Foreign Policy in Focus

For those of us who wearied of the “rejection of progressivism” storyline tailing the midterm election results before even the first votes were counted, a new and potentially more interesting sort of speculation has emerged as a welcome, if ultimately unconvincing, distraction.

Over at Foreign Policy, John Norris of the Center for American Progress has seized on the Tea Party’s opaque foreign policy messaging to assemble a speculative list of potential areas of foreign policy cooperation between progressives and Tea Partiers in the next Congress. Most interesting are his first two suggestions. 

On Afghanistan and Iraq: “Some Tea Partiers, such as Marco Rubio and Sarah Palin, favor aggressive international interventions along the lines of Dick Cheney, but the majority of them view foreign entanglements of any kind with skepticism.”

On cuts to defense spending: “The Tea Partiers say they are serious about balancing the budget and substantially cutting the deficit, a goal that is almost impossible to achieve without taking a hard look at the Pentagon. … The philosophy of the movement's leaders on defense spending runs a remarkable gamut—from Palin's preference for increased spending to Ron Paul's libertarian argument that sharp cuts are needed.”

Tea-Party Senate candidates like Rand Paul, Ken Buck, Joe Miller, and John Raese bandied about varying degrees of skepticism regarding the role of the United States as an interventionist power, but of these, only Paul was elected (not that this is a huge loss—Raese also called for a missile defense system consisting of “1,000 laser systems put in the sky”).
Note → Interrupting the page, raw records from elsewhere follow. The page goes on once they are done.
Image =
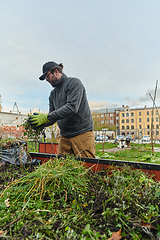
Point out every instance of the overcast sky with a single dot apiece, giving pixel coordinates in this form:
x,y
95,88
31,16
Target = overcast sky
x,y
113,46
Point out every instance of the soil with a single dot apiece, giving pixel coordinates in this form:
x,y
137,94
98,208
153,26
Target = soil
x,y
9,173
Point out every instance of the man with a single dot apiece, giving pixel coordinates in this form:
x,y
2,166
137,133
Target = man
x,y
68,106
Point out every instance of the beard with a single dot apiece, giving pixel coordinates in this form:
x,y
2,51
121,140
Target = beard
x,y
53,82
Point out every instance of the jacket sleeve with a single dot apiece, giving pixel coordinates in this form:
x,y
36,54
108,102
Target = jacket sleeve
x,y
74,93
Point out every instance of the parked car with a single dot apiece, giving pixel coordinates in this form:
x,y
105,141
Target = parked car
x,y
145,138
101,138
130,138
116,140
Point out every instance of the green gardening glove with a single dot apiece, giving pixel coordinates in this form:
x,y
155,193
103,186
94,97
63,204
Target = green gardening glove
x,y
38,119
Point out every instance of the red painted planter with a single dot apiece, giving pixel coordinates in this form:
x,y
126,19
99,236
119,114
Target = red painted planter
x,y
48,147
99,164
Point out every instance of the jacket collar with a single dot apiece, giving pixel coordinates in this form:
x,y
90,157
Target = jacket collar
x,y
60,82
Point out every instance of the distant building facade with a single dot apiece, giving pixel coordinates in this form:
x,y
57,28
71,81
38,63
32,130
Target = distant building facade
x,y
138,121
106,117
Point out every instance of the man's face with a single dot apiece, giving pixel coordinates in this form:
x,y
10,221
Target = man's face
x,y
51,78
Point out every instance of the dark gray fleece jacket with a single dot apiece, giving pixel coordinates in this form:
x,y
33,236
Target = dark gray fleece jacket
x,y
68,106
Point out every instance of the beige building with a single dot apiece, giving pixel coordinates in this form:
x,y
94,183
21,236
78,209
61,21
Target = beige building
x,y
137,121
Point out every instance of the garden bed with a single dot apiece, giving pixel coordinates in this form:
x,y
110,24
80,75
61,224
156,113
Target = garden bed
x,y
63,200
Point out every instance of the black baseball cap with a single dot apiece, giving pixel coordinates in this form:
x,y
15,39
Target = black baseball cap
x,y
46,67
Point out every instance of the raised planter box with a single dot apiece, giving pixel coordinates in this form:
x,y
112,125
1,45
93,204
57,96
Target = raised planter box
x,y
99,164
48,147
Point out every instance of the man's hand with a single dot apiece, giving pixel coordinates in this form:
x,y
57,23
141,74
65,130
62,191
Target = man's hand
x,y
38,119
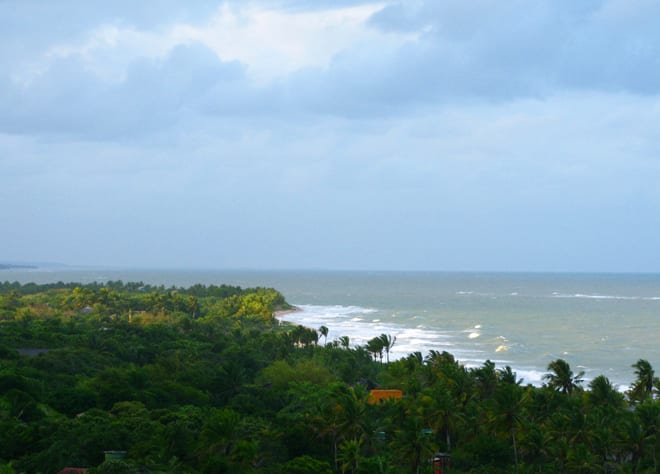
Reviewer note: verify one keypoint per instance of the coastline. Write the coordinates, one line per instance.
(278, 314)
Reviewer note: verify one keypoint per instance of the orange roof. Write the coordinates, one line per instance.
(378, 396)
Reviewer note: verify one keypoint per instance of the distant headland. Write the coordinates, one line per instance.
(10, 266)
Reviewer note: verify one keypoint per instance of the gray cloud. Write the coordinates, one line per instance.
(509, 136)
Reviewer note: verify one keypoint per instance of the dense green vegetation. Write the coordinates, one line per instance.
(204, 379)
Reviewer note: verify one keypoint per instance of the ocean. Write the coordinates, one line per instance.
(600, 323)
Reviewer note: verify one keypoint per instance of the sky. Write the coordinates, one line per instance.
(449, 135)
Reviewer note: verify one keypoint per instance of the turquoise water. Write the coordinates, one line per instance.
(599, 323)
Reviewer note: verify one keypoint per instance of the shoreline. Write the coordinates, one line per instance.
(278, 314)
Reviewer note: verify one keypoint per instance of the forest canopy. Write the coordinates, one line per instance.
(206, 380)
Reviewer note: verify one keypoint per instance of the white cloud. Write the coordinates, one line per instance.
(271, 43)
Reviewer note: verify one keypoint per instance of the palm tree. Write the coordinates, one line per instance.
(642, 388)
(510, 402)
(323, 330)
(349, 455)
(375, 346)
(562, 377)
(388, 342)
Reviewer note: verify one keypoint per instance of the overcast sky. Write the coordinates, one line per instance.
(504, 135)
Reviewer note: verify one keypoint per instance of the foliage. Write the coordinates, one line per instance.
(204, 379)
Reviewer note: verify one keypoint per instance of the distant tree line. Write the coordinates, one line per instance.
(205, 380)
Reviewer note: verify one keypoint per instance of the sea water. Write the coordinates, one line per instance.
(600, 323)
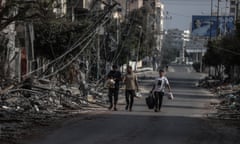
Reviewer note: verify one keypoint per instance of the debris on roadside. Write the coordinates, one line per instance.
(40, 101)
(228, 94)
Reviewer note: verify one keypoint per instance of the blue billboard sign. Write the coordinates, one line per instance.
(207, 26)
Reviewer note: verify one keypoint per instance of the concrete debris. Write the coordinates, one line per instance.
(40, 101)
(228, 94)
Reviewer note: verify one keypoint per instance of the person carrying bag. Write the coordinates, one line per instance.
(158, 90)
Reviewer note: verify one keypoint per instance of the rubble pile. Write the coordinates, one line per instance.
(39, 102)
(228, 107)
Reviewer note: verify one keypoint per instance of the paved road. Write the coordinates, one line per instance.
(180, 122)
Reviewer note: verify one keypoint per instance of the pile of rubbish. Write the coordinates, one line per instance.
(40, 101)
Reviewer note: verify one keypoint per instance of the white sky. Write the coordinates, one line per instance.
(181, 11)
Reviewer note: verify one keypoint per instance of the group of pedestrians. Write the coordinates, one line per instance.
(131, 87)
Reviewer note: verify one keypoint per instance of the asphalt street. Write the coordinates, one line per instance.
(181, 121)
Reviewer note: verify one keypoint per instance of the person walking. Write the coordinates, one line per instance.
(114, 77)
(158, 89)
(130, 80)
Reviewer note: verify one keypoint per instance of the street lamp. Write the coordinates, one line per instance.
(138, 47)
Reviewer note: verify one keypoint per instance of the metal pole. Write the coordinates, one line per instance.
(140, 34)
(218, 18)
(211, 20)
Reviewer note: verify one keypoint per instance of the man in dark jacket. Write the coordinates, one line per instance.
(116, 76)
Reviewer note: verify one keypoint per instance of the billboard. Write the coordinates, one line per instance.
(212, 26)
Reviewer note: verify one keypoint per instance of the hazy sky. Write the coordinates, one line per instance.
(181, 11)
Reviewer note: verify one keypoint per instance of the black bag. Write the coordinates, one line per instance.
(150, 101)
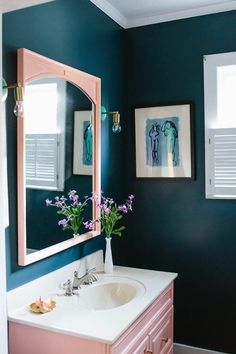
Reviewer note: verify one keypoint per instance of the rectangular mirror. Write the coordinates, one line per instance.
(51, 161)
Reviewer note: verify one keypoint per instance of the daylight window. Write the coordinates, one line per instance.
(220, 125)
(44, 107)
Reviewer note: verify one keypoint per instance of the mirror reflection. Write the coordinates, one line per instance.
(58, 156)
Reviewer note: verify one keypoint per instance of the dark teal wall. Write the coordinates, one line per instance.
(173, 227)
(76, 33)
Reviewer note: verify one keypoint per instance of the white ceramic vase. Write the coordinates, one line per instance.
(108, 265)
Paul also bears the distinction of being among the very few Tea Party candidates to explicitly put military cuts on the table. Senator-elect Mike Lee of Utah has similarly called for an emphasis on “military targets” in Afghanistan, followed by a troop withdrawal “as soon as possible.” But while Paul and Lee may be worth watching on these issues, they can hardly monopolize the Tea Party’s foreign policy voice among its Senate inductees. Marco Rubio’s victory speech dripped with the trappings of American exceptionalism, and indeed his first action as Senator-elect has been to schedule a trip to Israel, perhaps echoing his earlier demand that the United States endorse Israeli policies “without equivocation or hesitation.” 

The foreign policy orientation of the few dozen Tea Partiers on the House side of the aisle, however, has received considerably less scrutiny. And while the Tea Party is certainly better represented in the House than in the Senate, it will confront a markedly different institutional context. Whether it was an attempt to co-opt the Tea Party or merely an effort to capitalize on its brand name, the inception of Michelle Bachmann’s Tea Party Caucus last July means that the institutionalization of the Tea Party in the House has begun before the first members have even arrived—and with the Caucus’ 44 well-financed and often high-placed members, the new arrivals may find a more crowded “Tea Party” venue than they might have before imagined. To my knowledge, the Caucus’ most notable (and perhaps only) foray into foreign policy has been to endorse a resolution calling for an Israeli strike on Iranian nuclear facilities (although, a side note: tolerance for Israeli militarism already enjoys a fine degree of bipartisan approval). 

Then there are the Tea Party voters themselves. According to a study by the Sam Adams Alliance, 69 percent of members identified “defense” as a “very important” national priority when they joined the Tea Party, while nearly 80 percent of members classify it so “today.” While the survey does not wander into the thornier territory of polling on actual policies, it seems clear that the projection of American power assumes a greater importance for Tea Partiers once they are inside the movement.

It must be admitted that measuring Tea Party sentiment has proven a daunting task for many pollsters and that even reasonably accurate measures of Tea Party sympathy for this or that policy would not translate to predicting the behavior of newly elected officials. But one can probably be safely skeptical of a groundswell in Tea Party sentiment for major American foreign policy changes.

Without any clear popular mandate on foreign policy and without any information about how new members will assimilate into their respective legislative caucuses—not to mention any real evidence yet of a convergence of Tea Party and progressive foreign policy priorities—thoughts of such cooperation must be treated as mere speculation. One can certainly imagine a Washington that is rather more eccentric but fundamentally unchanged in its foreign policy disposition. Whatever the case, at least Mr. Norris has not told us that progressivism is dead.